Andrea arrossì. Non osava di confessarle il vago terrore da cui sentivasi oppresso, quantunque le stringesse, per assicurarla, le mani; e tendeva l’orecchio al rantolo minaccioso di quel maledetto strumento.

— Dimmi che mi ami!... Dimmi che mi ami ancora! — gli ripeteva Giacinta.

— Potreste dubitarne?

— Dimmi che mi amerai sempre, sempre.

— Ma...

— Prendi!

Giacinta, toltosi dal dito l’anello nuziale, cercava d’infilarlo al dito di lui. Andrea resisteva, col pugno serrato:

— No, no, non lo voglio...

Ma quella gli aveva già aperta per forza la mano.

— Prendi...! Le mie vere nozze sono queste qui! Sarà per sempre, è vero?... Per tutta la vita?

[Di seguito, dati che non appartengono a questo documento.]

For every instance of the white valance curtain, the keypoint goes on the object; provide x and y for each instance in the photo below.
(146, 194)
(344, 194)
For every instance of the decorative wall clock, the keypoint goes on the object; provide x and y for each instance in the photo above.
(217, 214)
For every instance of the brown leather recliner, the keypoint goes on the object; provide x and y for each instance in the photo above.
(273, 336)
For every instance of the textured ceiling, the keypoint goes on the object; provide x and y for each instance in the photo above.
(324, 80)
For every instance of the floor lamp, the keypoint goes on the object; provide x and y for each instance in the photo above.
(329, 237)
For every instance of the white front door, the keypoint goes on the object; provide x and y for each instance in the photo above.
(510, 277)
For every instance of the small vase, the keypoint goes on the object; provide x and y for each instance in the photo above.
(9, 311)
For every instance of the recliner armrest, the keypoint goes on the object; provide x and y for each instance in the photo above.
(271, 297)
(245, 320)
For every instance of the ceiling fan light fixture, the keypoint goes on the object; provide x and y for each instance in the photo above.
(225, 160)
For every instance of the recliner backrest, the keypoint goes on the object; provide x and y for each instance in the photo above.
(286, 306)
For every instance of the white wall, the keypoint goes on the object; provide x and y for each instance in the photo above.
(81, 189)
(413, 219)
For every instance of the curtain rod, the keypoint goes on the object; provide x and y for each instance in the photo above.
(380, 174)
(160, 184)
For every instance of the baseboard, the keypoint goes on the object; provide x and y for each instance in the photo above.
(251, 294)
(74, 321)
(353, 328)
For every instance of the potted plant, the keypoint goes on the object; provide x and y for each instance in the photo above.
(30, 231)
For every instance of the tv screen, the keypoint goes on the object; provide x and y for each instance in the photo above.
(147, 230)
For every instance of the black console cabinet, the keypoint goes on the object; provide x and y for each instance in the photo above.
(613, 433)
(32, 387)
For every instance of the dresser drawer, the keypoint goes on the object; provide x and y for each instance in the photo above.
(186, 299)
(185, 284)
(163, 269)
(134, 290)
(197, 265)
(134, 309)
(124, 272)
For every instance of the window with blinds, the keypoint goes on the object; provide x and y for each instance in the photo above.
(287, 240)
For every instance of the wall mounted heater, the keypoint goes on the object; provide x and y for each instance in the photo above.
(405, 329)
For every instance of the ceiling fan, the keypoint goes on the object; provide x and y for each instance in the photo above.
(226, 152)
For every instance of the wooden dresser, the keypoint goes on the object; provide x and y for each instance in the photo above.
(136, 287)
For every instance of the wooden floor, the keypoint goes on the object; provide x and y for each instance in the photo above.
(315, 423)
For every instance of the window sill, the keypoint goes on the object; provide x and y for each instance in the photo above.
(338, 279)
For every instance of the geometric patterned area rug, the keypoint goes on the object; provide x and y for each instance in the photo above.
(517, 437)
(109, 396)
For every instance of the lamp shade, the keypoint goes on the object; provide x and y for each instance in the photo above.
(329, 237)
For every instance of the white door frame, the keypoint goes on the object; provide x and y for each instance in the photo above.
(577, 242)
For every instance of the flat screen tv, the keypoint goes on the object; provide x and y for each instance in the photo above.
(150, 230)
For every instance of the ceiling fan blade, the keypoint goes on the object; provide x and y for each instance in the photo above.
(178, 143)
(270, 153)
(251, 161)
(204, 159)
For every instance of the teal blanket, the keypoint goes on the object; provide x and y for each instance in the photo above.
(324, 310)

E con voce tremante di tenerezza, continuava:

— Intendi ora?... Intendi?... Non potevo, non volevo doverti nulla... Volevo trovarmi da pari a pari con te!... Era la mia idea fissa, il chiodo piantato nel mio cuore!... Ah, che lotte mi costi!... Ti ho conquistato a prezzo di lagrime... Perderti era un sacrifizio assai superiore alle mie forze... Mi costavi troppo! Intendi ora?... Le mie vere nozze son queste qui!

— Ho dubitato!... Perdonami! — disse Andrea, gettandosele ai piedi e nascondendo il viso in grembo a lei. — Non è un sogno tutto questo?

Era commosso, esaltato. Rimaneva lì, ginocchioni; e voleva sentire, assolutamente, quella parola: perdono!